Some casualties were evacuated by air to nearby Zamboanga city.
“I have directed our troops to heighten their alert level, secure all places of worships and public places at once, and initiate proactive security measures to thwart hostile plans,” said Defence Secretary Delfin Lorenzana in a statement.
‘Offertory prayers disrupted by explosions’
Bishop Angelito Rendon Lampon served as a priest at the Cathedral for almost two decades, until his transfer to Cotabato, another city in Mindanao, last week. He said many of his former parishioners were shaken following the attack.
“I know many of the victims because I worked there for 21 years. I am praying for the victims and their families,” Lampon told Al Jazeera.

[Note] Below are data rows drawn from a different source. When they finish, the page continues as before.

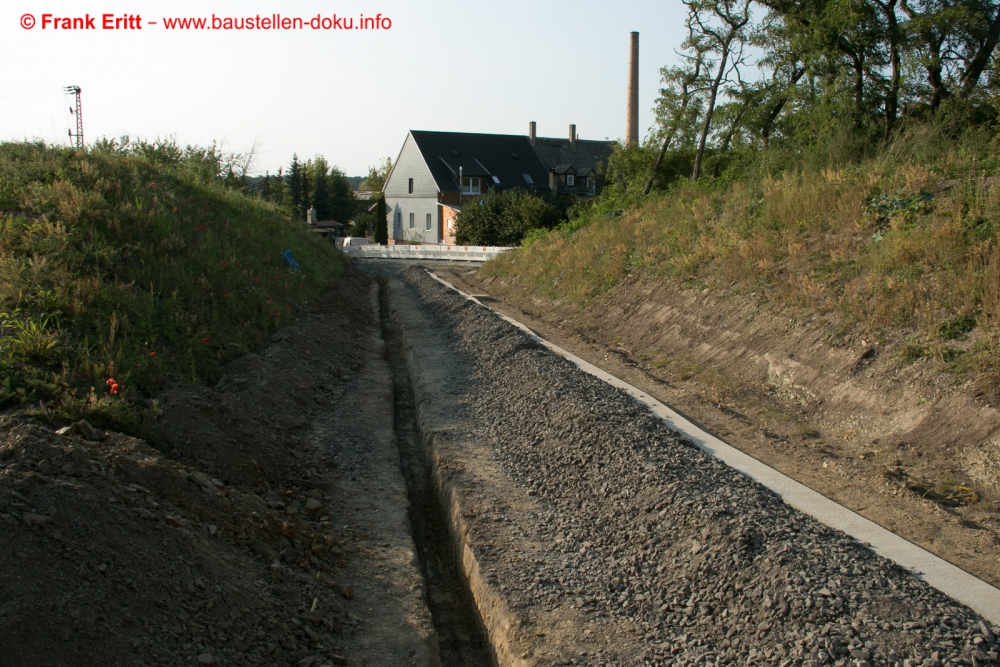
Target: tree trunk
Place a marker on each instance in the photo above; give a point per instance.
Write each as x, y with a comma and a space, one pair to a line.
970, 78
711, 108
892, 95
772, 115
729, 138
685, 99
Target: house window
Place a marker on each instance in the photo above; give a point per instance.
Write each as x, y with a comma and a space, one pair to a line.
470, 185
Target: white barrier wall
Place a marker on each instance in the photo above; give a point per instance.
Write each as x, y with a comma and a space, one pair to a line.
457, 253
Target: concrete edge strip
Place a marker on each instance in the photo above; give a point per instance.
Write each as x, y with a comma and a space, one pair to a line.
939, 573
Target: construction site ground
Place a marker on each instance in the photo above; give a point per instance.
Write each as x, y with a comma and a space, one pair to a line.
401, 478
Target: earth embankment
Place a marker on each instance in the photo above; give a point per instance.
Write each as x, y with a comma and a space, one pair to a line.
591, 534
900, 442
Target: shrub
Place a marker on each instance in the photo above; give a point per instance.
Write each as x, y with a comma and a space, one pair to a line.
503, 218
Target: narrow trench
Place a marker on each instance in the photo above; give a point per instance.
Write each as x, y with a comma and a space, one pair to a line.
460, 632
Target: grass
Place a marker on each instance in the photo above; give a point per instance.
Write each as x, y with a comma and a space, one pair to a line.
902, 245
130, 266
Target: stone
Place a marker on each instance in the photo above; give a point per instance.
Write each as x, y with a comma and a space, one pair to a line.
86, 431
312, 617
202, 480
313, 506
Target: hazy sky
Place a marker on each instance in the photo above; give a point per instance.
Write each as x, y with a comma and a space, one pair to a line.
350, 96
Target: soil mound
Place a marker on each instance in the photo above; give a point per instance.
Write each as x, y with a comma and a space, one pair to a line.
221, 551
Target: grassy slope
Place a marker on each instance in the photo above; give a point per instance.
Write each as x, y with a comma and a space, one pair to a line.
131, 264
888, 248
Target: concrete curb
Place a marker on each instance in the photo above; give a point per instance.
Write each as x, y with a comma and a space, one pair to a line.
942, 575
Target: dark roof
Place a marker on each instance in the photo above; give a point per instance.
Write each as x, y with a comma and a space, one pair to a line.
557, 153
483, 155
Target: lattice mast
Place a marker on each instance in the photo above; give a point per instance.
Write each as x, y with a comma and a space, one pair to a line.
78, 112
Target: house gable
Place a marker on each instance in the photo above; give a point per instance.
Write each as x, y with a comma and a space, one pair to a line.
410, 165
500, 161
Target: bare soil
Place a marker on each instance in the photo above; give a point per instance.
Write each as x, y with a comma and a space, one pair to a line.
268, 526
902, 443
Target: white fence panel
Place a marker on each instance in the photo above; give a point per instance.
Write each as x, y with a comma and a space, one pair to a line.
457, 253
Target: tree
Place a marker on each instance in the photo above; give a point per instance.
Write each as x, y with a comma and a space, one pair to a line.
503, 218
295, 187
321, 199
377, 176
675, 102
716, 26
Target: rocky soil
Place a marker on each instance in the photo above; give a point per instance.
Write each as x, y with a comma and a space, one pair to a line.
904, 443
267, 527
617, 543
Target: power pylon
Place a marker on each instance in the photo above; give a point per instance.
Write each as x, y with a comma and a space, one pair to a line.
78, 112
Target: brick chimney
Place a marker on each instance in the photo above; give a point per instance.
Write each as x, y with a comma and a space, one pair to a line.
632, 122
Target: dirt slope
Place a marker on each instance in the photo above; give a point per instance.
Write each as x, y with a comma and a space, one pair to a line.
899, 442
274, 531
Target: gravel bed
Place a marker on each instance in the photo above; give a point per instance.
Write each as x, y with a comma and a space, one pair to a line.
691, 560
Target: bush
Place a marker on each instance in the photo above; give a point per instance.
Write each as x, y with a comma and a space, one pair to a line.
503, 218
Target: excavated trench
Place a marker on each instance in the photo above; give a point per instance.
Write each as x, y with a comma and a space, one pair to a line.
461, 636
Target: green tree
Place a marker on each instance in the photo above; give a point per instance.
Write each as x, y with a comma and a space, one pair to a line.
377, 176
321, 199
503, 218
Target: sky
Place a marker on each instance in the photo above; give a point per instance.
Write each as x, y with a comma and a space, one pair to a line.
350, 96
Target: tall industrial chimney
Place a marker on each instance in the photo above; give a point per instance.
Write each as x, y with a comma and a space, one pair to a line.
632, 124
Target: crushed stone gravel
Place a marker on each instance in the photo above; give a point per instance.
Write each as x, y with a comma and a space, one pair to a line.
695, 562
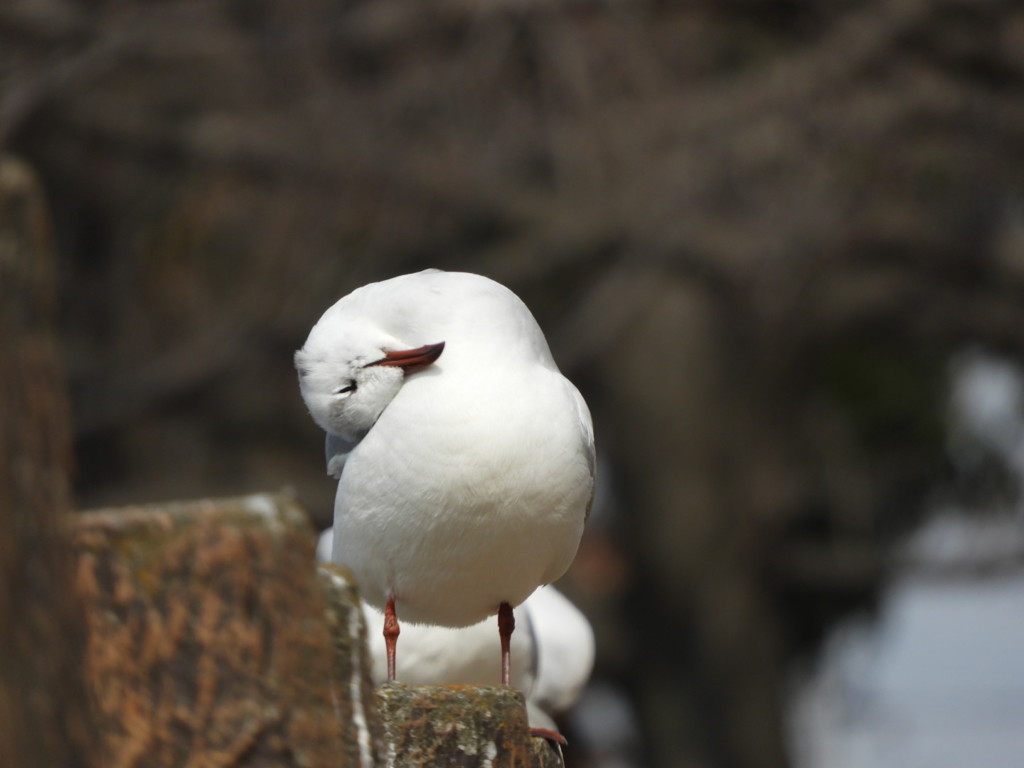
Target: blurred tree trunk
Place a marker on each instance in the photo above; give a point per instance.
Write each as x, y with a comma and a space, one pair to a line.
43, 705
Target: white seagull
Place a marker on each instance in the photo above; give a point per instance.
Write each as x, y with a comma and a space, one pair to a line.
466, 459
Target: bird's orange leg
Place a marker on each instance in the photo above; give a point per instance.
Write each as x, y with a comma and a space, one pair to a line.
506, 624
391, 632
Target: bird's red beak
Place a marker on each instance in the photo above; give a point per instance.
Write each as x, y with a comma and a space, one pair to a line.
411, 359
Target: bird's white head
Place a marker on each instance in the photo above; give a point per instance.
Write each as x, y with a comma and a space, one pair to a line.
348, 375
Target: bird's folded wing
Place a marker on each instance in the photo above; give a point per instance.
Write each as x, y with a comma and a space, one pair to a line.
336, 452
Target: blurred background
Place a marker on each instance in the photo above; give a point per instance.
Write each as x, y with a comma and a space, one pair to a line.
777, 244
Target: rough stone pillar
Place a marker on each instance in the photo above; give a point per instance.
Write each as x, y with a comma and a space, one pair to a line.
208, 643
468, 726
353, 688
43, 710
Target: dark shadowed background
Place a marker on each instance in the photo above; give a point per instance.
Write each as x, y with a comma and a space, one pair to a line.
756, 233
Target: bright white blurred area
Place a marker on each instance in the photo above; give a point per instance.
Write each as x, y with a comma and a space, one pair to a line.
936, 680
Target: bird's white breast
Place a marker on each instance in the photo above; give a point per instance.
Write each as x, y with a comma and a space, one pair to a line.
474, 485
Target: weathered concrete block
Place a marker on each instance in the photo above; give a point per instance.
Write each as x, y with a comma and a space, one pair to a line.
208, 644
468, 726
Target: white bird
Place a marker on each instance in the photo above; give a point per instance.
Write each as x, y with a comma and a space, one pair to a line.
466, 459
553, 651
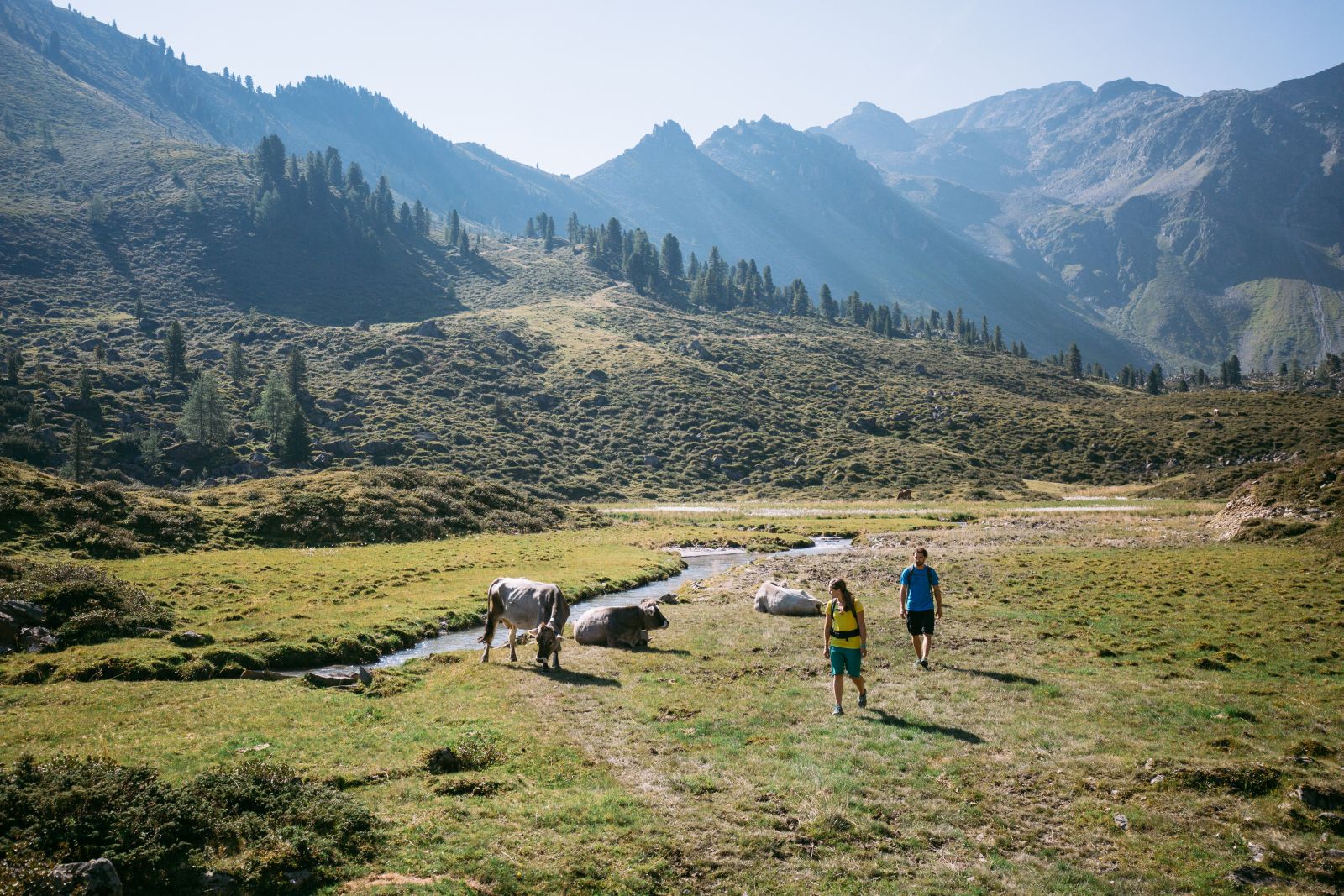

“We are condemning this attack. Those who are responsible have no respect even for the sanctity of the place,” he said, adding that the priest, who was officiating the mass at the time of the bombing, Fr. Ricky Bacolcol, “was still in shock and could not speak about what happened”.
According to Lampon, the first of the two explosions reportedly happened while the parishioners were saying their offertory prayers.
Jolo has long been troubled by the presence of Abu Sayyaf, an armed group blacklisted by the United States and the Philippines as a “terrorist organisation” because of years of bombings, kidnappings and beheadings.
|The first bomb went off in or near the cathedral of Jolo, followed by a second blast outside the compound as government forces were responding to the attack [Philippine army/AFP]
No one immediately claimed responsibility for the attack, according to Al Jazeera’s Jamela Alindogan, reporting from Manila.
“But the timing is suspicious because, last week, there was a referendum and the island of Jolo voted to not be part of this new autonomous government that is being created,” she said.
The Bangsamoro, meaning Moro nation, is an expanded autonomous region, that is expected to replace the existing ARMM, which has been criticised as merely nominal, and failed to end the violent conflict that has left at least 120,000 people dead over the past five decades.
On Friday, it was announced that voters in Mindanao overwhelmingly voted for the creation of the Bangsamoro. However, voters in Jolo and the entire Sulu province voted against the new regional unit.
Rebels and the government in Manila hope a new, peaceful Bangsamoro will finally draw the investment needed to pull the region out of the brutal poverty that makes it a hotspot for violence.
Muslim rebels have long been battling for the independence or autonomy on Mindanao, which they regard as their ancestral homeland dating back to when Arab traders arrived there in the 13th century.